Tesla recently announced self-driving as an add-on feature for future models. Buried in the legal jargon is this: You're not allowed to use your self-driving Tesla "for revenue purposes". Who owns this car?

On Oct 21, 2016 a massive botnet took down DNS service Dyn, shutting down access to many large sites in North America.

The botnet was mostly made up of zombie webcams infected by Mirai -- viral malware designed to turn IOT devices into a DDOS army.

On Oct 24, the webcam manufacturer Hangzhou Xiongmai, recalled the insecure devices that had made up a large part of the botnet. But this single webcam model is hardly the root cause.

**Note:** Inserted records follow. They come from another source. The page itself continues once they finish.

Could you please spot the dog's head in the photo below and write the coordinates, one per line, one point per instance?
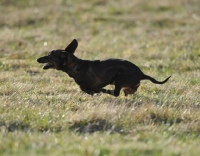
(56, 59)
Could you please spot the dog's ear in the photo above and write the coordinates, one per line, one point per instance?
(72, 46)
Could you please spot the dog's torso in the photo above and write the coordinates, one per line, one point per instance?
(94, 75)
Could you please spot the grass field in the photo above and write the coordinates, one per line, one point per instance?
(45, 113)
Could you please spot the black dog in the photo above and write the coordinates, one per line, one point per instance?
(92, 76)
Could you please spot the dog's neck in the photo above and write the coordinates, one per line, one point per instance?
(72, 68)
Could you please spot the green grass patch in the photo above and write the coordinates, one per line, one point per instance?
(45, 113)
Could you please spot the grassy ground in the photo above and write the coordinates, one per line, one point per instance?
(45, 113)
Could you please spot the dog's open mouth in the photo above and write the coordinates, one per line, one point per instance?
(48, 65)
(47, 62)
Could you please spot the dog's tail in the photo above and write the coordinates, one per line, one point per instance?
(146, 77)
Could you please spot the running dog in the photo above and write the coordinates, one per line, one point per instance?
(93, 75)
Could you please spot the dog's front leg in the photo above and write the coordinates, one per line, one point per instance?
(114, 92)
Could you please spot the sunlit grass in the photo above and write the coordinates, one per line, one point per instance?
(45, 113)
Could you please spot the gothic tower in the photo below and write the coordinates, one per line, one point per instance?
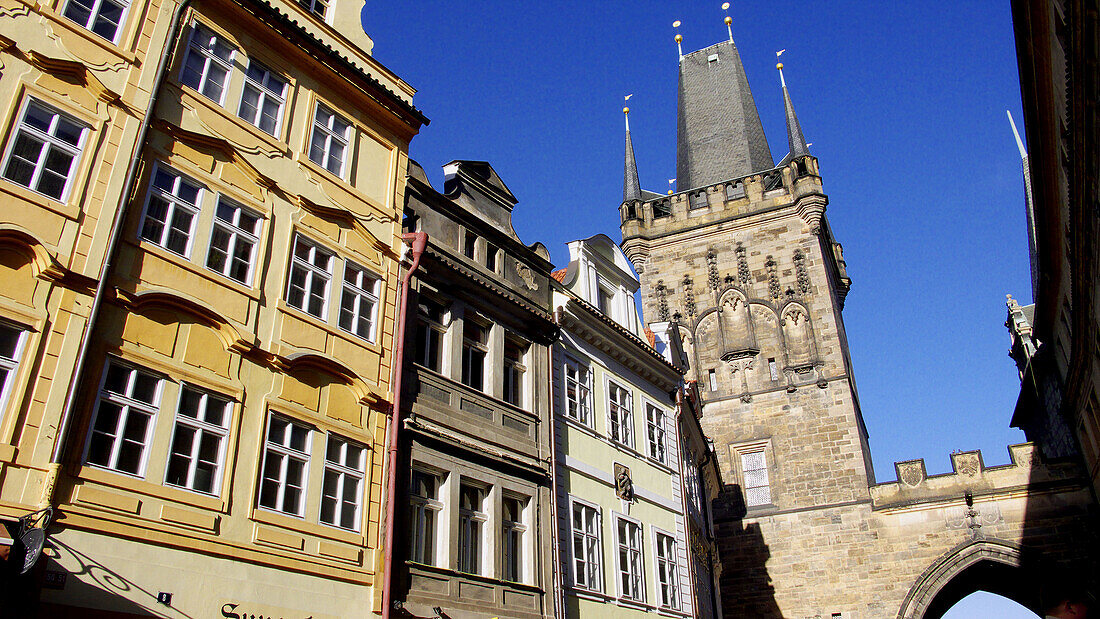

We live in a future where you can buy a $16 Linux computer the size of a stick of gum. Solar panels, webcams, cars, toasters, candles... Everything will be a little smart. Everything will be hackable.

Some questions:

  • Who will own these smart things?
  • What does ownership mean when a hacker can compromise them?
  • Is "ownership" a realistic goal for a networked thing? Is it desirable?
  • When everything we own is a little bit smart, will all those smart things have overlapping and competing legal agreements?
  • If so, who decides what is fair?
  • Who will be responsible when things go wrong?
  • How will we know what EULAs we are breaking and what EULAs we are keeping?
  • With thousands of competing EULAs, how will conflicts be enforced? Automated settlements?